North American session
December US CPI with a 0.4% increase was in line with expectations overall, but the ex food and energy gain of 0.2%, 0.225% before rounding, was on the low side of consensus, and the USD slipped, while USTs and equites rallied. Fed commentary after the release from Barkin, Williams and Goolsbee expressed cautious optimism, and the UST gains were largely sustained. Despite this USD gains were largely erased with the USD ending close to pre-data levels.
EUR/USD, after bouncing to 1.0350 ended near pre-data levels around 1.03, while GBP and CAD made only marginal gains. AUD/USD, rising to .6230 from .62 performed better than most. USD/JPY fell to around 156.50 from near 157 ahead of the data.
European morning session
The USD was generally weaker through the European morning, although losses were generally modest. USD/JPY was the biggest mover, dropping around half a figure to 156.80, while EUR/USD gained just 10 pips to 1.0305. GBP/USD managed 20 pips to 1.2225, and there were similar small gains in AUD and CAD.

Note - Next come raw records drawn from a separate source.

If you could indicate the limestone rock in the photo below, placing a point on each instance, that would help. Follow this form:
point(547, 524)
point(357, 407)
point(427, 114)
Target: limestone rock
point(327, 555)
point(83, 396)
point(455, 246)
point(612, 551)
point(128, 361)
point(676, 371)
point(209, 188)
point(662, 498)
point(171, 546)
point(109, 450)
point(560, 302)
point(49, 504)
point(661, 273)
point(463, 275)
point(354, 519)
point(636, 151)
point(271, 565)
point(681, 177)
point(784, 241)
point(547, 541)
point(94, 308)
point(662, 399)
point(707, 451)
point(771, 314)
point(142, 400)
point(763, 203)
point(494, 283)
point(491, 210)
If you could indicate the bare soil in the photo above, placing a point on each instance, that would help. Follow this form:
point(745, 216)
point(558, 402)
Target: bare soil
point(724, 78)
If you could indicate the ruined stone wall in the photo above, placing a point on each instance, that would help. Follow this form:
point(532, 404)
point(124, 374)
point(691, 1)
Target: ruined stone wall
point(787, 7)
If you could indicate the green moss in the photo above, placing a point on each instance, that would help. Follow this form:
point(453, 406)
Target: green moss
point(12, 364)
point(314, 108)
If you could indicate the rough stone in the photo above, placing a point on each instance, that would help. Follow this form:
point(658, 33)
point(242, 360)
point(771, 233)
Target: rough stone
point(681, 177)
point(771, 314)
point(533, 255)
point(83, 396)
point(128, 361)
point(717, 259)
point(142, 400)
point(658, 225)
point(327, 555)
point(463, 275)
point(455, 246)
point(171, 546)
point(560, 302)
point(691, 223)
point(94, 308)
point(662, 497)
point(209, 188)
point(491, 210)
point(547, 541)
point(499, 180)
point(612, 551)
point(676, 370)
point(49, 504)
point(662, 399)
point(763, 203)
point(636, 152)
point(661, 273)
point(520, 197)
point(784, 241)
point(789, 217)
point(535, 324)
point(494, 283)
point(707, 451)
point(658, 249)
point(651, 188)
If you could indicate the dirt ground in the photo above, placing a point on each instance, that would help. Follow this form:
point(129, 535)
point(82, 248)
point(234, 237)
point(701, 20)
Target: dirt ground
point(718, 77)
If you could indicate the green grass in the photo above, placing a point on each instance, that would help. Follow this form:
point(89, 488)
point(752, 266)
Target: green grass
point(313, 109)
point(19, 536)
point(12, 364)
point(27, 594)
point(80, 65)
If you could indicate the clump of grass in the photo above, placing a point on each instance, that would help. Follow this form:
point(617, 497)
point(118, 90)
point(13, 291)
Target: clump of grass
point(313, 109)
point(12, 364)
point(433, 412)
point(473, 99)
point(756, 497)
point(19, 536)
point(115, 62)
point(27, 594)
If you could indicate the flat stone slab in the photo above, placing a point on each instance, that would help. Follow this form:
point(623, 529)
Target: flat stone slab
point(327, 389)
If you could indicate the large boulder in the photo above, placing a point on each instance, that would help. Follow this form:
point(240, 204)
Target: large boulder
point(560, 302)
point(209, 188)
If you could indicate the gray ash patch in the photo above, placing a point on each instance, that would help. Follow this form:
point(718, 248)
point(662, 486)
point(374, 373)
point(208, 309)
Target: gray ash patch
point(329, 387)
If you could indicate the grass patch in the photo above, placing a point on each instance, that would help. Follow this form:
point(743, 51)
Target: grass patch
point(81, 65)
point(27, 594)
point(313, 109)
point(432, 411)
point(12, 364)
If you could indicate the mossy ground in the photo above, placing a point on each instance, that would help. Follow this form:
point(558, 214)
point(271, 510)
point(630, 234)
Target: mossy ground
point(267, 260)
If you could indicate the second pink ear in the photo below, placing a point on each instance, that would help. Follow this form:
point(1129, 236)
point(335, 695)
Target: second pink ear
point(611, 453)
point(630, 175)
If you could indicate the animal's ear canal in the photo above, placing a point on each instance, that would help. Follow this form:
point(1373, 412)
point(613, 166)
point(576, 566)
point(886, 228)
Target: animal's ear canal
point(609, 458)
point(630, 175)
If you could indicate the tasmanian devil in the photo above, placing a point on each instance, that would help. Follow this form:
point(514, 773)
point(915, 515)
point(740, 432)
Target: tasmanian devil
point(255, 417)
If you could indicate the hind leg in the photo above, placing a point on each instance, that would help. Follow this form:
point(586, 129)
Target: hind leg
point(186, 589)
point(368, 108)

The main news on the morning was the December UK CPI data. Consensus was for headline CPI to remain unchanged at November’s 2.6%, but there was a drop to 2.5%, very similar to EZ headline inflation. This December figure was driven by higher petrol costs while the headline masked a drop in both core and services inflation of 0.3% and 0.6% respectively, the almost three–year low of 4.4% in services thereby providing a much more reassuring message than the November data. Looking at the CPI details, adjusted data also painted a much softer picture than base-effected y/y numbers, but EUR/GBP nevertheless only gained briefly, and finished the morning slightly lower at 0.8430, despite the data knocking almost 10bps of UK front end yields.
Other data was much as expected, with the German annual GDP data showing a 0.2% decline, suggesting a 0.1% decline in Q4.